Jay Pipes jaypipes at gmail.com
Tue Aug 11 14:10:11 UTC 2015


On 08/11/2015 09:42 AM, Brian Rosmaita wrote:
> On 8/7/15, 1:07 PM, "Jay Pipes" <jaypipes at gmail.com> wrote:
>
>> So, here's the crux of the issue. Nova and Cinder **do not want to speak
>> the Glance REST API** to either upload or download image bits from
>> storage.

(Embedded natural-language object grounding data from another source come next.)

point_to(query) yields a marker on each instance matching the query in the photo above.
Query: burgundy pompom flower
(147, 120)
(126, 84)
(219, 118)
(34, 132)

Streaming image bits through the Glance API endpoint is a
>> needless and inefficient step, and Nova and Cinder would like to
>> communicate directly with the backend storage systems.
>
> Exactly why do you want to communicate directly with the backend storage
> systems?  Streaming image bits through Glance appears to be "needless and
> inefficient", but if an end-user is booting 1K instances from some custom
> image, Glance's image cache makes an enormous difference in delivery time.

Nova's image cache makes a bigger difference overall in those cases, 
since the image will most likely be cached on compute nodes themselves 
and won't need to be copied at all.

Having the image bits streaming through an unrelated endpoint (the 
Glance API server) is just not required if the logic for grabbing the 
"closest" image from a set of locations is all in the glance_store 
library and different nova-compute daemons can just efficiently grab the 
image from multiple locations if the image is stored in multiple 
locations in backend storage.

In addition, Glance's image cache, while excellent for improving 
performance of first-pull of images from slower backend storage like 
Swift, also requires the operator to have a bunch of disk space used on 
the controller nodes that run glance-api. In many deployments that I 
know of, the controller nodes do not run stateful services (DB and MQ 
are on separate node clusters entirely from nova-api, glance-api, 
cinder-api, etc), and because of this, don't have a large root disk 
(sometimes nothing more than a small SSD for the OS kernel and some 
swap). Setting up Glance's image cache on these types of nodes means you 
need to be careful not to run out of local disk space, since a single 
popular Windows image can easily be 20-40+ GB. In addition to that, each 
glance-api server is going to have its own image cache, not all with the 
same images in them, since different requests will be routed to 
different glance-api servers, and each image cache is its own LRU layout.

Having the image cache local to the compute nodes themselves gives the 
best performance overall, and with glance_store, means that glance-api 
isn't needed at all, and Glance can become just a metadata repository, 
which would be awesome, IMHO.

Best,
-jay

> So I'm curious about what exactly the use cases for direct backend storage
> communication are, and why Glance can't meet them.